The foundation said it would use the money to buy new ambulances and support vehicles for the evacuation of vulnerable civilians from Donbas.
Kyiv 'hopes to announce details' of war crimes tribunal soon
Kyiv is continuing its push to establish a justice mechanism for Russian war crimes.
In his address on Friday night, President Zelensky said meetings had been held in Kyiv and Europe in recent weeks "during which we work out solutions for the sake of justice, for the sake of holding Russia accountable, and for the sake of finding formats for the release of our people who are held captive by the occupiers."
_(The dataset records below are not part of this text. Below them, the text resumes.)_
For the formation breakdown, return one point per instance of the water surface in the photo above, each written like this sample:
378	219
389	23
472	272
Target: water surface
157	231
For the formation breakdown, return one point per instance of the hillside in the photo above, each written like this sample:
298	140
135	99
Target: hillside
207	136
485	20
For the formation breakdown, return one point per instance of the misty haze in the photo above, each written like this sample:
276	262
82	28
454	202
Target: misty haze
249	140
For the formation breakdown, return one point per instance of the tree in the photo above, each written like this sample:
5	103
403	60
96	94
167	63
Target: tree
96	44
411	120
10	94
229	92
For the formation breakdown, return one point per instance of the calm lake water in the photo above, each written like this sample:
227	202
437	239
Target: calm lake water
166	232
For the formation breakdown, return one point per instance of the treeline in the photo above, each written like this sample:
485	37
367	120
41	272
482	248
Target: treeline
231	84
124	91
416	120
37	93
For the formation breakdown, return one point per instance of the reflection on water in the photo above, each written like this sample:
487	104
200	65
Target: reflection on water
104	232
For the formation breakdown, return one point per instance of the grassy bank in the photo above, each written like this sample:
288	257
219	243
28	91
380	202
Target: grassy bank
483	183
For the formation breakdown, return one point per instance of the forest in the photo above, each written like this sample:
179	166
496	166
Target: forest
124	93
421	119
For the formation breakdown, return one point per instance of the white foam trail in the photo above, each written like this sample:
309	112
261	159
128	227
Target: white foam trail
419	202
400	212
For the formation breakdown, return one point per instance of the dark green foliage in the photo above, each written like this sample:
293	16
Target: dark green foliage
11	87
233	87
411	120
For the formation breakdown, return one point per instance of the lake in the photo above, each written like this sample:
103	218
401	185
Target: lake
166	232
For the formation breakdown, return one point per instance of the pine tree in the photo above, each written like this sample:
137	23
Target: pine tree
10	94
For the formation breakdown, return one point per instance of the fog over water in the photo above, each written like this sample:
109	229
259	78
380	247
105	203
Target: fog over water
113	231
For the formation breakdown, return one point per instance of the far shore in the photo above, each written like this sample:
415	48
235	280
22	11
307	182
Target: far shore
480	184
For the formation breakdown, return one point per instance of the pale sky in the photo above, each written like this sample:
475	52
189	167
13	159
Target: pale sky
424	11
"We feel support from both states and international organizations," he said, and "hope to be able to announce specific details in the near future."
He also pointed to his wife Olena's recent visit to London where she addressed parliament.
"On behalf of our country, Olena proposed that the United Kingdom shows leadership in the issue of justice - in the creation of a special tribunal to try the crime of Russian aggression," he said.
Zelensky and Sunak discuss military situation
President Zelensky said he had "an important conversation" with British Prime Minister Rishi Sunak yesterday, in which they "coordinated" their priorities for the G7 and "discussed the situation on the front line and winter prospects on the battlefield."
"I also thanked Mr. Prime Minister and the entire United Kingdom for the constant support of our state," he said.